Men lounge on concrete slabs a few meters from the barbed-wire-topped chain-link fence that surrounds this center in Lesbos, Greece. It was once a refugee camp. But now the inhabitants are more like inmates, unable to leave if they chose to.
Police watch passers-by warily, occasionally shooing away the occasional journalist or aid worker who stays too long.
I say “good evening” in Arabic as I walk by one group. At least five young men jump up, eager to talk, despite my limited language skills.
“What is going to happen to us?” asks Mohammad. He’s heard hundreds of people will be plucked from this camp and deported to Turkey in the coming days as part of the European Union’s plan to reduce migrant flows.
From there, where will they go? A Turkish “camp” where they will be locked inside? Will he be sent back to his home city, Der Ezzor, an Islamic State stronghold where he surely will be killed?
I don’t know, either, so I ask the group what they think will happen.
“I’m going to Germany, or Austria or Sweden,” one man calls out through the fence. “My house in Syria was destroyed. There is nothing there for me.”
Determined to go
They know the border to Macedonia is closed, and they know Western Europe is trying to stop migrants. But like more than a million people who came before them, they still want to go, despite the obstacles.
But with literally no information, they are not sure what the next step is. One man has an idea. “What is the name of this island?” asks Abdulrahman, Mohammad’s younger brother. Several men chime in.
“And the area is called Moria?” one man asks. I tell them this is Lesbos island, whose main city is Mytilini, and confirm that they are indeed in Moria. I hear one man quickly get on his mobile phone to report his whereabouts. He asks me to write the names in Arabic so he won’t forget.
Security forces now run the camp after most aid organizations quit in protest of the European Union-Turkey deal aimed at curbing the migration of refugees toward Europe. The inhabitants, all here for several days already, do not even know where they are. Right now, they are more concerned with where they are going.
Graffiti outside the camp read: “No human is illegal” and “Stop deportation now!”
New arrivals
Last fall, new arrivals in Lesbos would report to the camp to get papers, and then get on a boat to Athens as soon as possible, the next leg of their journey toward Western Europe.
Passports were barely checked, and the process was swift. Refugees often chose to sleep by the port for a night or two, rather than in the camp about 10 kilometers away.

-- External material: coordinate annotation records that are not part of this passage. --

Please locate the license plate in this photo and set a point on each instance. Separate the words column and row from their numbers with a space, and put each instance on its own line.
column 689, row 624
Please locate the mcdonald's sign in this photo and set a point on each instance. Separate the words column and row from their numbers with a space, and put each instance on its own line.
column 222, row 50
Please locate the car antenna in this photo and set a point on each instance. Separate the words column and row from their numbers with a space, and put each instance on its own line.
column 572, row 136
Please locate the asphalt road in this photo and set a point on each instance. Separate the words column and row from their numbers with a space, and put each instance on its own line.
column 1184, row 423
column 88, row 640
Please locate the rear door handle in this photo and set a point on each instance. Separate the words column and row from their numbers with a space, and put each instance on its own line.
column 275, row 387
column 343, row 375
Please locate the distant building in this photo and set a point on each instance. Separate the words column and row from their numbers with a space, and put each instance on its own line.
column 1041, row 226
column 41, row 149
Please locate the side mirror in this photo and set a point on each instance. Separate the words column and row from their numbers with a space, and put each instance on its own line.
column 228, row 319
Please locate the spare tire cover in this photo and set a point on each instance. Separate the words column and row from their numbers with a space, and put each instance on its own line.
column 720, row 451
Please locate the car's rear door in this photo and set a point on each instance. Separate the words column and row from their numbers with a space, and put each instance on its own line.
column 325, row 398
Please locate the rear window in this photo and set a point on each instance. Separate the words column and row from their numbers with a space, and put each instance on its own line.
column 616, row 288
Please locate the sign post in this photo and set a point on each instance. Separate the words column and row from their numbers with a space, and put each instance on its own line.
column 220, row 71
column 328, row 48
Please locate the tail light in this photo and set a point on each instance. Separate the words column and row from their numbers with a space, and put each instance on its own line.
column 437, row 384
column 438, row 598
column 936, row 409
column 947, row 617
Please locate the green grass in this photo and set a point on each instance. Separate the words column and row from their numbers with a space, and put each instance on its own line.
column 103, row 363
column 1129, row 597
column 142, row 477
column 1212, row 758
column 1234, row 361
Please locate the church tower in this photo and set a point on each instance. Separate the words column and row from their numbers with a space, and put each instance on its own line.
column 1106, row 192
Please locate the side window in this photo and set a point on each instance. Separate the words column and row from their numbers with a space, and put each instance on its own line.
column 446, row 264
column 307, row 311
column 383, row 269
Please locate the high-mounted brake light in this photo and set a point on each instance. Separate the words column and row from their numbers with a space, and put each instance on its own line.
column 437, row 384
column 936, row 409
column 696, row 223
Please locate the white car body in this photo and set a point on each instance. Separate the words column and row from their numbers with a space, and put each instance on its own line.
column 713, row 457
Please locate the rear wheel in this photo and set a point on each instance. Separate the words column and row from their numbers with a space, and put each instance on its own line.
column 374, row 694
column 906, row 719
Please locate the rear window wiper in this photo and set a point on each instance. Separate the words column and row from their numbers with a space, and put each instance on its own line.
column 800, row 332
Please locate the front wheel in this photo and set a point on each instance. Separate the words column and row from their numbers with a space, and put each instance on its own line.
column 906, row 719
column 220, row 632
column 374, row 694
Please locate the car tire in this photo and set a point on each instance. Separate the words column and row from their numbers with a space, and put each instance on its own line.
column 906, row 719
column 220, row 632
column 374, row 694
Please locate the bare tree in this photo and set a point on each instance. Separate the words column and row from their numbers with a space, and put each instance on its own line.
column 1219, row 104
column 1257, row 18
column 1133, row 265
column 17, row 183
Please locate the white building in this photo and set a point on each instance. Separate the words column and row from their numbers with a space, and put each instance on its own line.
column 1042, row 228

The streets and shops were packed with refugees and other migrants. After the terrorist attacks in Paris in November, lax security in Greece was roundly condemned.
Now refugees arrive in a more orderly — if frightening — fashion. Many boats are intercepted by the Greek coast guard, and refugees are brought directly to the port where they load onto buses to the camp. Those who reach the shore are met by the buses shortly after their arrival.
“Can you imagine coming across the sea on a rubber boat and being met by a warship?” asks Fabenne Fahrni, a volunteer for Swiss Cross, as she stands on the beach scanning the sea for arriving rubber boats to provide passengers with such things as emergency blankets and dry socks.
Like other volunteers, she and her colleague, Simon Gerber, stay on the beach in shifts of up to 12 hours, hoping to help the people that they can, while they can.
“It’s not humanitarian,” says Gerber, echoing the sentiment of aid workers worldwide, including the U.N. High Commissioner for Refugees and the French aid agency Doctors Without Borders — all repelled by the deportation plan, yet unable to stop it.
Harsh conditions
At the camp, police let me talk for about 20 minutes before they insist I move along. The men say hundreds of new people are arriving daily, crowding the packed center that already holds thousands.
Some new arrivals say they sleep in rooms with as many as 50 people squished up against each other. Others sleep outside because the rooms are full.
Mohammad shows me his lower leg, slightly crooked, swollen and decidedly purple. “From the war,” he says, showing me the medicine the camp doctor gave him, the medicinal equivalent of an aspirin.
Other men chime in with a cacophony of health concerns. Rebaz shows me a doctor’s note detailing the prescribed follow-up on the brain tumor operation he received in Kurdish Iraq. If this man goes back, it’s not just the war that may end his life.
The harsh conditions, however, are the least of their concerns. They expected the journey to be difficult and expensive, but after Europe accepted so many people last year, they did not expect the West to turn its back on them now.
I did not get a chance to ask them how they feel about the refugee policy of the United States, which granted asylum to fewer than 2,000 Syrians in 2015.
“We cannot return,” says Mohammad. “Islamic State militants took everything. Everything is gone. They are cutting off heads.”